Manage Your Online Information
As consumers of online services, we create information through our use of social media, online shopping and many other activities. Public records are also a source of information about an individual, which can get posted online. Be aware that once this data is online, it can be difficult to remove.
Your habits and tolerance for risk can change over time. The information you felt comfortable sharing publicly a few years ago may seem like information you would now rather take back. You may have found information about you online that is incorrect, misleading or that you simply want removed. Below are some considerations on how to take ownership and control the data about you.
See What Information About You Is Available Online
It can sometimes be shocking how much information is collected about you and made publicly available. Search engines will help you to do a quick query of your public information.
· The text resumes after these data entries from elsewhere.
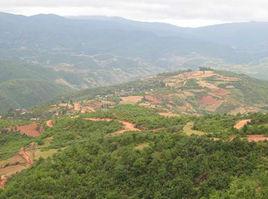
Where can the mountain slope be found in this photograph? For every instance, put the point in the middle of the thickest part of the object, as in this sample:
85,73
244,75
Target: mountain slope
25,85
190,92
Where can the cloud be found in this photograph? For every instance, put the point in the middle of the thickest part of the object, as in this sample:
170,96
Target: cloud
194,12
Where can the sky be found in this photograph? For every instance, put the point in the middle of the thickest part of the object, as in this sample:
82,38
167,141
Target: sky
187,13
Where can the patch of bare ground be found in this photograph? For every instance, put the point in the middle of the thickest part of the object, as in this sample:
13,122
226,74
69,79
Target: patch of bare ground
131,99
152,99
210,103
243,110
127,126
168,114
32,130
257,138
188,130
24,159
141,146
240,124
50,123
98,119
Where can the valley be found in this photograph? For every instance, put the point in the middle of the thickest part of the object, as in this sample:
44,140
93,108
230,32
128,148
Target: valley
106,107
134,138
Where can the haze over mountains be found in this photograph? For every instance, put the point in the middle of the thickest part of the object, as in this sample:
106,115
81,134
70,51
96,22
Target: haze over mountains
79,53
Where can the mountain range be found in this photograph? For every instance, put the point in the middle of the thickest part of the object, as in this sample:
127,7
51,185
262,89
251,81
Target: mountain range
68,54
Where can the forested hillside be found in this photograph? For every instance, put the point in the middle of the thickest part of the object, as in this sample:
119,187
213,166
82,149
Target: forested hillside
27,85
133,152
186,92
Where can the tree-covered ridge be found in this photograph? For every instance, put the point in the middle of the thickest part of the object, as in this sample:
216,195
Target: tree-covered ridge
160,161
190,92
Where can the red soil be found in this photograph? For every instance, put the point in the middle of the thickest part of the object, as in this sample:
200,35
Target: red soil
22,160
26,156
257,138
221,92
50,123
209,101
3,181
241,124
98,119
32,130
152,99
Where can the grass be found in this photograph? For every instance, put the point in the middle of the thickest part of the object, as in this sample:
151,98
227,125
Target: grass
188,130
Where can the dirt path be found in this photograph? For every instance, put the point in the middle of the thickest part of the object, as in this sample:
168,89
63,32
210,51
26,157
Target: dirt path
127,126
32,130
240,124
98,119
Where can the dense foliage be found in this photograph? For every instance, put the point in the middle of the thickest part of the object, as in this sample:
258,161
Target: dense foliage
146,164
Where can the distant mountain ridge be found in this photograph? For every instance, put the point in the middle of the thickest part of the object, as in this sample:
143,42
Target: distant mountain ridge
101,51
187,92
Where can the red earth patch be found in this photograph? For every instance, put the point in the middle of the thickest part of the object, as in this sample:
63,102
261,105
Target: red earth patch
221,92
32,130
209,101
152,99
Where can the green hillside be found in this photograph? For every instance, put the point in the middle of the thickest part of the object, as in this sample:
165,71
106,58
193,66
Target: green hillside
26,85
190,92
160,157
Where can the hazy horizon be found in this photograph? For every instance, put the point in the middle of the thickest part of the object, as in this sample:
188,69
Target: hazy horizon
120,17
191,13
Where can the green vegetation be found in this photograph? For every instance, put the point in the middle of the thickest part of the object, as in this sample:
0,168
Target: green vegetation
258,125
90,164
216,125
10,143
25,85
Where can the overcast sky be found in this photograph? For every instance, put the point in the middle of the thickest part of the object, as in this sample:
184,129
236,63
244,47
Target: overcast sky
179,12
You can also take a proactive approach and set up alerts for search terms of your name.
Data Service websites have massive amounts of data about individuals compiled from a variety of sources, including public records and social networking sites. This data can be sued by credit issuers, criminal profilers, employers and others for any number of purposes not necessarily intended by the data service providers. Be aware that some information posted about you is within your control, and some of it is not.
Clean Up Data You Can Control
Information that is under your control includes information you have posted, such as your social networking profiles and related information. In addition, there could be information about you on old blog posting, postings on a friend’s website, an old dating profile, an image sharing account or any other services that were useful at some point but are no longer necessary.
Review the accounts to which you have access. You basically have three options: remove the data, modify the privacy settings and/or request that the account be deleted. If you are going to request that the account be deleted, remove all of the data first. Be sure to request that the account be delete rather than deactivated.
Request Clean-up of Data You Do Not Control
Contact website owners – If the site does not make contact information for the site owners available, you can do a query on the WHOis.net website to find an administrative and technical contact for the site.
Opt out of data service providers – A data service provider is a company or group that will provide lists of contact information to individuals or companies that request it. They often charge a fee for this information. In many cases, data service providers provide individuals with the ability to opt out of having their data published. Keep in mind that these services are aggregators, so the original provider of the information will likely have to be contacted also to remove your information. The Privacy Rights Clearinghouse publishes the opt-out URLs for more than 240 of these types of services.
Use a professional service – The maintenance of your online data requires discipline and regular review. What if there is misinformation being posted about you that you cannot get removed through the steps discussed. Then it is time to consider using a professional service.